Similar to the internet, nobody owns the Metaverse. If any company tries to corner the market for monopoly, they are not trying to create a Metaverse; they are simply trying to make their walled version of the internet or virtual world.
Therefore, Let’s reiterate.
There can be only one Metaverse. In that Metaverse, there will be countless universes. We can categorize these universes into three categories — VR-based universe, AR-based universe, Mixed Reality-based universe.
To access or traverse the Metaverse, we can use any device we please, such as VR, AR, smartphone, PC, game console, or smart TV. And This is how the Metaverse and Virtual Reality are different.
However, we have some reservations regarding the Metaverse future.
On the internet, users mean revenue. Corporate greed will try to monopolize Metaverse and prevent its growth. Here’s an example
Facebook (currently Meta) tries its best to keep users on its platform. They spend millions of dollars on human psychology research.
It’s a few clicks to sign up for Facebook, but numerous clicks to deactivate your account provided you can find the menu buried deep into the settings.
It’s known that Facebook doesn’t promote any posts containing external links that make a user click away from Facebook. These same people are making Horizon Worlds.
Here’s another example.
Google doesn’t want you to click away from Google.com. It’s why you find all of your answers on the home page in snippet form. The more you stay on Google.com, the more they earn.
So, even if the Metaverse materializes, these companies will try their best to keep us trapped in their little virtual world. They will actively try to make it harder to transfer our digital assets to another virtual or augmented world.

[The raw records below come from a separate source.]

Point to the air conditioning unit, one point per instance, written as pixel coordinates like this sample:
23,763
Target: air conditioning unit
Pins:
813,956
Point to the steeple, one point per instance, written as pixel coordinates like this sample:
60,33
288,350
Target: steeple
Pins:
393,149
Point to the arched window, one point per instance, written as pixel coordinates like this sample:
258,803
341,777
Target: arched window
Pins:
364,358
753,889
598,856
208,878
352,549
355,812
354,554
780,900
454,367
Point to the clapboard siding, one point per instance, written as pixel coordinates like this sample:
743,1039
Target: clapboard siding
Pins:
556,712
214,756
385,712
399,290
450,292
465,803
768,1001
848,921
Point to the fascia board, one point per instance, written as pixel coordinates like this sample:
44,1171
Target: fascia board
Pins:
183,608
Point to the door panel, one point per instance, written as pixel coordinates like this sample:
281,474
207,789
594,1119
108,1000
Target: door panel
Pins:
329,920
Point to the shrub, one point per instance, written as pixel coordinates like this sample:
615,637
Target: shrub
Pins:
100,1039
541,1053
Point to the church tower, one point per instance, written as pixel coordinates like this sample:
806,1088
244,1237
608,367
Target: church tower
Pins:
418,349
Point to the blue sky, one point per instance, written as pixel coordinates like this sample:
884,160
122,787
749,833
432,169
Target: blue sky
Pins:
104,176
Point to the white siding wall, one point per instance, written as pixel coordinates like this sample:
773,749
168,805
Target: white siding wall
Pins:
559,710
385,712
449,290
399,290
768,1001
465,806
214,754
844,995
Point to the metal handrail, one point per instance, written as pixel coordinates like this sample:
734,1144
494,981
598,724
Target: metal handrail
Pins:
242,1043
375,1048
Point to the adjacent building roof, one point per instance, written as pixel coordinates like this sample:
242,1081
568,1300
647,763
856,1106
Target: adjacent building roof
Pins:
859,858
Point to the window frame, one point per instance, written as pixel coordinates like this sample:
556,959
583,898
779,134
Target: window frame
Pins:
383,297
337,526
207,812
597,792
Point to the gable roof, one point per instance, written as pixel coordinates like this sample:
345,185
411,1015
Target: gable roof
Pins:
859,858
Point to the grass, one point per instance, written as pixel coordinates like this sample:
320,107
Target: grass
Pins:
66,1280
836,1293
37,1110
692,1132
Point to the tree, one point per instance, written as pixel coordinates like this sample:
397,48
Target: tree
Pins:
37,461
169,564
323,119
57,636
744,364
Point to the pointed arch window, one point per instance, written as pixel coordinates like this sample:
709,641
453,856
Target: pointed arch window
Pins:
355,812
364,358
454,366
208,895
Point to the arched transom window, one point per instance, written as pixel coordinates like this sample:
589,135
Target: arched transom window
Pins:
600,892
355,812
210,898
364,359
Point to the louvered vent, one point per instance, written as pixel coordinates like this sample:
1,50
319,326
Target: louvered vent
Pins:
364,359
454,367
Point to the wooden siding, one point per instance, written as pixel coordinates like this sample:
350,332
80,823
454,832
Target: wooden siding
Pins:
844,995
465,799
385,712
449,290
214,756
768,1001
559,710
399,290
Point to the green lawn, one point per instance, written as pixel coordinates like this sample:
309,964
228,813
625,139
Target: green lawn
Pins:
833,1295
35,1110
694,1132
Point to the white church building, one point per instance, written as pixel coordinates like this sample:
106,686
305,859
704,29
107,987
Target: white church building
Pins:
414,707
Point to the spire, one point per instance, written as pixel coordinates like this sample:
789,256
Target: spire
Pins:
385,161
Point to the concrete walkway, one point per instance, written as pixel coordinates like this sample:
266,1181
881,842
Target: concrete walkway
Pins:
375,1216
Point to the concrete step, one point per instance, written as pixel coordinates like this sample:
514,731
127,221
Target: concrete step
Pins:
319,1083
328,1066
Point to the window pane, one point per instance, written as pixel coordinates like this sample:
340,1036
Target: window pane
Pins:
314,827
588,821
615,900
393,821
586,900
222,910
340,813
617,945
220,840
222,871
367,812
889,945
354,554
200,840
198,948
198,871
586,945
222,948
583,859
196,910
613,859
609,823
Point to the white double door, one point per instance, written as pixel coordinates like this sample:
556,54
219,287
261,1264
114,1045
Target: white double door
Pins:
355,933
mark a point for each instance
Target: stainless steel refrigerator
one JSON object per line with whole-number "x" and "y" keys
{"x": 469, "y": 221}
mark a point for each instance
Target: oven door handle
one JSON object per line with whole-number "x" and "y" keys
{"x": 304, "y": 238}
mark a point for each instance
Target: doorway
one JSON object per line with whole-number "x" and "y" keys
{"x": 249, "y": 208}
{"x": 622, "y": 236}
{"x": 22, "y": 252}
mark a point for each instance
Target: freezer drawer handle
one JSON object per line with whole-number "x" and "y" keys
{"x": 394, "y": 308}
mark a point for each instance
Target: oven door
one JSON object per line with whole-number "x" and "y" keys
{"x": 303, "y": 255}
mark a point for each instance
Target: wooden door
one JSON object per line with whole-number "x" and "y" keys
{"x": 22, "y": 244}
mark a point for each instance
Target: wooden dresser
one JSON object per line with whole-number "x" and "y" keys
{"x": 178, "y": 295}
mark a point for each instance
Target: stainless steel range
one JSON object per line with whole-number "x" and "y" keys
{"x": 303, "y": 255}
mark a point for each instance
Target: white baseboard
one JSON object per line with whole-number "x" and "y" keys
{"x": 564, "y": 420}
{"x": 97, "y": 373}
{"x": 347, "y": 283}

Facebook (Meta) owns the Oculus, Microsoft owns HoloLens. Both of these companies have their vested interest in selling their respective devices. We will not be surprised to see Facebook does everything to force its users to purchase an Oculus device if they want to access Facebook’s universe in the Metaverse.
Therefore, Even though the concept of Metaverse and Virtual Reality is entirely different, we would not be surprised to see Metaverse and Virtual Reality become indistinguishable. It will happen only if competitive companies fail to get a reasonable market share with their AR or MR world.